It’s high school graduation season. Time to cheer the teenage achievers (especially the overachievers) and send them off to campus adventures and incipient adulthood. This year, though, I want to talk about the other graduates. The ones without honor society stoles or academic medals or college plans. The ones who still don’t know what they could or should do, who taste a tinny dread when the band strikes up “Pomp and Circumstance.”
I’m talking about students who flailed academically, never discovered any particular talent, drifted unnoticed in the halls. The kids who got into trouble and now think of trouble as their natural habitat. The poor kids, the dwellers in volatile homes, the abusers of substances. The college rejects and even the high school dropouts.
If I could give all those kids a graduation gift, it would be this plain but important truth: Everything can still be fine. Not easy, necessarily, but fine. This is almost certainly true, no matter what seemingly hopeless mess they have made of their affairs or bleak vision they’ve developed of their own abilities and future. Virtually every American 18-year-old has more options and more time than they’ve been led to believe. A teenager’s biography (whether promising or ominous) should not be interpreted as dispositive proof of years to come.
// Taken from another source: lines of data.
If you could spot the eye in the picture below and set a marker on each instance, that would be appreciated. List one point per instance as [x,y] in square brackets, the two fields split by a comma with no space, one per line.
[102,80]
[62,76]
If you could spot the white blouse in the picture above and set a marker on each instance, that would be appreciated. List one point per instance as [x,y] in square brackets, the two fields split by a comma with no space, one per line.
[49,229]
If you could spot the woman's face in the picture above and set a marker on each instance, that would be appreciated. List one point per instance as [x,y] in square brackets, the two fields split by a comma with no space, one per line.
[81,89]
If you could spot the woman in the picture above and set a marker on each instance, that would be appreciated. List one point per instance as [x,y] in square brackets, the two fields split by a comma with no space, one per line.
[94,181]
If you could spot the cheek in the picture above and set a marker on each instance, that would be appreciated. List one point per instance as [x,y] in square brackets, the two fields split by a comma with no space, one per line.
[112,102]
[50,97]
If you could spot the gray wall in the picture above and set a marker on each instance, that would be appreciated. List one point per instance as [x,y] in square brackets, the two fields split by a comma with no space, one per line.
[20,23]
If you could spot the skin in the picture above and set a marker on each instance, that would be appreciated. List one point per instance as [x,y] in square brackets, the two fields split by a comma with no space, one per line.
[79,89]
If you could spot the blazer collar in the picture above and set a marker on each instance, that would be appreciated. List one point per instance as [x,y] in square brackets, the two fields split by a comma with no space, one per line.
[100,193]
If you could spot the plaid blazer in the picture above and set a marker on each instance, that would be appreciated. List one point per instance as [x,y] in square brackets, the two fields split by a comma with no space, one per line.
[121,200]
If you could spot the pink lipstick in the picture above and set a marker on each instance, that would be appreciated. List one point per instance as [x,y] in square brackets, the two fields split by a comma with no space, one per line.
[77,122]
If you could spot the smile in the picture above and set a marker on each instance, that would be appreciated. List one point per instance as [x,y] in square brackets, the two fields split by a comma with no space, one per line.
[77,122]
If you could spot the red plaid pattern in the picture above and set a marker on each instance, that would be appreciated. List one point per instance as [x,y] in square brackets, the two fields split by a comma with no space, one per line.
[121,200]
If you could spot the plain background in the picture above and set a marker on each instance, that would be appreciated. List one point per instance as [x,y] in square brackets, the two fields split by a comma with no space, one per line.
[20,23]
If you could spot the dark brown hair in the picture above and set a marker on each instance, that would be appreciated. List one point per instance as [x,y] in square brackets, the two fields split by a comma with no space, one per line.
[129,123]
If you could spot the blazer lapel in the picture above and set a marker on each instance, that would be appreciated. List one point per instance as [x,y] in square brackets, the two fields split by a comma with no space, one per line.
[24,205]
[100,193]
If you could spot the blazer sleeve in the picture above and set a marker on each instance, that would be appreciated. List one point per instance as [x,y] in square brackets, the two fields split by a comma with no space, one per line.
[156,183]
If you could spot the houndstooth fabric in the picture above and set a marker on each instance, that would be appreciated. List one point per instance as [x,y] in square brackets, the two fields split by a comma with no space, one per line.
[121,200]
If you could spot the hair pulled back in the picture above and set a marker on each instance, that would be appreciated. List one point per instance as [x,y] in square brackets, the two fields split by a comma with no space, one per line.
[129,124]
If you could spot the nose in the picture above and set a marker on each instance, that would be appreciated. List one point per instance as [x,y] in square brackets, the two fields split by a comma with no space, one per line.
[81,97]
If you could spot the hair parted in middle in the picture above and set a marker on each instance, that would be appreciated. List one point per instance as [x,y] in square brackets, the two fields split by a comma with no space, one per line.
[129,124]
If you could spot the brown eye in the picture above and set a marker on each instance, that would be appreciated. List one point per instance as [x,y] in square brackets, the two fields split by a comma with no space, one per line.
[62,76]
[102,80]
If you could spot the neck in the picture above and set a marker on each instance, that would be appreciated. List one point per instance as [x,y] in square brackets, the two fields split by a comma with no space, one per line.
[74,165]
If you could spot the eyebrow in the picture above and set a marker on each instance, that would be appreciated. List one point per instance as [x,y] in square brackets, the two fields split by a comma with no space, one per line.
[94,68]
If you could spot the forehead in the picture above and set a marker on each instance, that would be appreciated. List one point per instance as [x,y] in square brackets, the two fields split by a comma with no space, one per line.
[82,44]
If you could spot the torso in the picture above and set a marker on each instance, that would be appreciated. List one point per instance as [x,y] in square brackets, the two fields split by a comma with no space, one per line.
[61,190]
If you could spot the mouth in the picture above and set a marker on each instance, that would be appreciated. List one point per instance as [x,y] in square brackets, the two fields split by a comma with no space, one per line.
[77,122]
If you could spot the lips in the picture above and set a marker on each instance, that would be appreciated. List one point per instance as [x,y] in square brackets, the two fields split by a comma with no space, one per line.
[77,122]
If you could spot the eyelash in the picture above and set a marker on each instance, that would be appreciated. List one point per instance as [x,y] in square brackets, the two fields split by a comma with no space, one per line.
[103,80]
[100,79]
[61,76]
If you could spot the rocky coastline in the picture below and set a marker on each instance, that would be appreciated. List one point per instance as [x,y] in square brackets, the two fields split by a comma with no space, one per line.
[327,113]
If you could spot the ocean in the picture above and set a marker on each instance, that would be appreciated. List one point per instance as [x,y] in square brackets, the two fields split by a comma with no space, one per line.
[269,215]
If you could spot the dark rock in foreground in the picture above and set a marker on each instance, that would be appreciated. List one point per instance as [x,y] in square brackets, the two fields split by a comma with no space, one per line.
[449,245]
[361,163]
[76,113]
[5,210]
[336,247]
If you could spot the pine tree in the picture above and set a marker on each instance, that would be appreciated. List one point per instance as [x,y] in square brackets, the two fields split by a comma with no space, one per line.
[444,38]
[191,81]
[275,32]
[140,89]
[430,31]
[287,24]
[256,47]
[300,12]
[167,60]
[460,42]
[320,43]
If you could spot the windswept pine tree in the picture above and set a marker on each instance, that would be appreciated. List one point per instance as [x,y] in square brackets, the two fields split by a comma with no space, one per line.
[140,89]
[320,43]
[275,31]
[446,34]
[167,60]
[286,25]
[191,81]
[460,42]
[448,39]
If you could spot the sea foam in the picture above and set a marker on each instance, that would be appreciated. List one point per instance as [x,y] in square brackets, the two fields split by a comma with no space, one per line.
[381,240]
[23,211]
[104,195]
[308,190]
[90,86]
This is clear to me now, having lived long enough to watch old friends rebound from seemingly ruined lives to happy, stable and prosperous adulthoods, and, on the other end, noticing that some of my most promising classmates fizzled out upon contact with the world beyond our little town. There are plenty of kids, of course, who turn out more or less the way you’d expect. But the whole process strikes me as infinitely less predictable than suggested by the mechanical churn and sort of the K-12 assembly line.
I’m not in denial. It’s a tough world. Turning things around — changing one’s trajectory — is difficult and daunting. Factors beyond our control, like economic class, race and lack of family support, can pile on extra disadvantages. Even the happiest endings are usually preceded by times when it all looks too hard and hopeless. And people do, tragically, fall through the cracks.
Still, young people should be told — and should believe — that their destiny is not shaped in high school. Their personalities are still coming together in the tissues of the brain; time is on their side, and (say what you want about Americans) we like underdogs, cheer come-from-behind wins and are generous with second chances.